Prior to the announcement of the Offer on December 8, 1998, GTS had received
irrevocable undertakings to accept the Offer in respect of 47,736,275 Esprit
Telecom ordinary shares and 4,890,285 Esprit Telecom ADSs (in total representing
approximately 65 percent of Esprit Telecom's present issued share capital).

Other than as disclosed above, neither GTS nor any person deemed to be acting in
concert with it for the purposes of the Offer owned any Esprit Telecom ordinary
shares or rights over such ordinary shares (including those represented by ADSs)
on December 7, 1998 (being the last dealing date prior to commencement of the
Offer period). Neither GTS nor any person deemed to be acting in concert with it
for the purposes of the Offer has acquired or agreed to acquire any Esprit
Telecom ordinary shares or rights over such shares (including those represented
by ADSs) during the Offer period other than by way of acceptances of the Offer.


                                     -MORE-


<PAGE>   2


GTS Declares Esprit Telecom Offer Unconditional
Page 2

For additional information, contact:

Global TeleSystems Group
Robert Capozzi
Tel:  +1-703-918-4548
[email protected]

Bear, Stearns International Limited
Richard Strang
Tel:  +44 (0)171 516 6937
Sanjay Sharma
Tel:  +44 (0)171 516 6945

Bear, Stearns International Limited, which is regulated by The Securities and
Futures Authority Limited in the conduct of its investment business in the
United Kingdom, and Bear, Stearns & Co. Inc. (together "Bear Stearns") are
acting exclusively for GTS and are acting for no-one else in connection with the
Offer and will not be responsible to anyone other than GTS for providing the
protections afforded to customers of either Bear Stearns entity nor for
providing advice in relation to the Offer. The provisions of this paragraph are
not intended to disclaim any liability of either Bear Stearns entity under U.S.
securities laws.

Copies of this announcement are not being, and must not be, mailed or otherwise
distributed or sent in or into Canada, Australia or Japan and persons receiving
this announcement (including custodians, nominees and trustees) must not
distribute or send it in or into Canada, Australia or Japan.

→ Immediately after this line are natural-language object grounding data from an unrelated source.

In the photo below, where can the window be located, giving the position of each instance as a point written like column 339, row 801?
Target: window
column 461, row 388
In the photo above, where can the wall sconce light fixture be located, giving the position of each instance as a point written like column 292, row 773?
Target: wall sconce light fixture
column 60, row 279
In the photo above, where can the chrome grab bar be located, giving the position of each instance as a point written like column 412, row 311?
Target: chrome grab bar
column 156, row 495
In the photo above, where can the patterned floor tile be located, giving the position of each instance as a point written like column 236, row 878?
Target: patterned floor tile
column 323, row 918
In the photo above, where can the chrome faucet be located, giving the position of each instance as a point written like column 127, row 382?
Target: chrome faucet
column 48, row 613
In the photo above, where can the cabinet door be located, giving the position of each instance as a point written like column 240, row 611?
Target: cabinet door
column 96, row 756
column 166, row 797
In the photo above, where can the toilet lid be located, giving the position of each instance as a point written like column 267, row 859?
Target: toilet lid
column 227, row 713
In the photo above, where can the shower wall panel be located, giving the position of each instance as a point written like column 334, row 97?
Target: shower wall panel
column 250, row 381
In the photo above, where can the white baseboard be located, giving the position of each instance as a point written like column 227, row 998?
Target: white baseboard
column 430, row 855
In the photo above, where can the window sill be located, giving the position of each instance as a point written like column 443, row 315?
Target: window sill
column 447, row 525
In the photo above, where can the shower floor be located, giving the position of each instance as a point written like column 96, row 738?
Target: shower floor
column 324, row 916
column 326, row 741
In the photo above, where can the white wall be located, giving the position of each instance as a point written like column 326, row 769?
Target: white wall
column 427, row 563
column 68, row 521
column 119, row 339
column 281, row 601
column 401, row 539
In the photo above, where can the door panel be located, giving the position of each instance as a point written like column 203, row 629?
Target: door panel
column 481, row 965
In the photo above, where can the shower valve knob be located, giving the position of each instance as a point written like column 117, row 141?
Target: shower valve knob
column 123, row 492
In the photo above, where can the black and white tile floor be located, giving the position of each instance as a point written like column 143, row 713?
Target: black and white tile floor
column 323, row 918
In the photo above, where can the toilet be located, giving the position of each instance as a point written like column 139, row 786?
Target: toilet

THIS PRESS RELEASE INCLUDES FORWARD-LOOKING STATEMENTS THAT INVOLVE RISK AND
UNCERTAINTY. ALTHOUGH THE COMPANY BELIEVES ITS EXPECTATIONS REFLECTED IN SUCH
FORWARD-LOOKING STATEMENTS ARE BASED ON REASONABLE ASSUMPTIONS, NO ASSURANCE CAN
BE GIVEN THAT SUCH PROJECTIONS WILL BE FULFILLED. ANY SUCH FORWARD-LOOKING
STATEMENT MUST BE CONSIDERED ALONG WITH KNOWLEDGE THAT ACTUAL EVENTS OR RESULTS
MAY VARY MATERIALLY FROM SUCH PREDICTIONS DUE TO, AMONG OTHER THINGS, POLITICAL,
ECONOMIC OR LEGAL CHANGES IN THE MARKETS IN WHICH GTS DOES BUSINESS, COMPETITIVE
DEVELOPMENTS OR RISKS INHERENT IN THE COMPANY'S BUSINESS PLAN. READERS ARE
REFERRED TO THE DOCUMENTS FILED BY GTS WITH THE U.S. SECURITIES AND EXCHANGE
COMMISSION, SPECIFICALLY THE MOST RECENT REPORTS FILED UNDER THE SECURITIES
EXCHANGE ACT OF 1934 AND REGISTRATION STATEMENTS FILED PURSUANT TO THE
SECURITIES ACT OF 1933, WHICH IDENTIFY IMPORTANT RISK FACTORS.